Hi, I’ve noticed a consistent issue in the Japanese voice output (TTS):

  • Even when the kanji is correct, the pronunciation is sometimes wrong.
  • The same kanji might be read correctly in one sentence but misread in another.
  • It seems like the reading (yomigana) is not contextually tied to the generated text.

I’m wondering:

  • Is the TTS module running separately from the LLM?
  • Are the pronunciation rules handled independently from the Japanese text generation team?
  • Or… are the two teams just not getting along? :sweat_smile:

On a serious note: for Japanese users, accurate pronunciation is critical for usability — especially when it comes to uncommon kanji or names. Even if humans can mentally correct it, it breaks immersion.

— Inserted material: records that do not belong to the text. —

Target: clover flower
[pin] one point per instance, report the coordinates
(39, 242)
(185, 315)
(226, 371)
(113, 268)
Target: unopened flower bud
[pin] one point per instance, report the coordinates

Thanks for the great product overall! Just wanted to nudge the TTS harmony a bit :blush:


「This is in reference to ChatGPT’s Japanese voice mode (advanced and default)」

This is a follow-up based on observations with my ChatGPT-kun.
I’ve been exploring the behavior of Japanese TTS across different modes.
Notably:

  • Advanced voice mode tends to read Kanji correctly.
  • Default voice mode often misreads Kanji readings, even though the characters are correct.
  • This suggests that furigana generation may be handled separately, possibly by a lightweight LLM or a simplified rule-based engine.

If the Japanese NLP team and TTS team are separate, maybe they could share notes? :grinning_face_with_smiling_eyes:
Anyway, just a lighthearted observation from someone who uses ChatGPT daily (and talks with it way too much :sweat_smile:).

This topic was automatically closed after 24 hours. New replies are no longer allowed.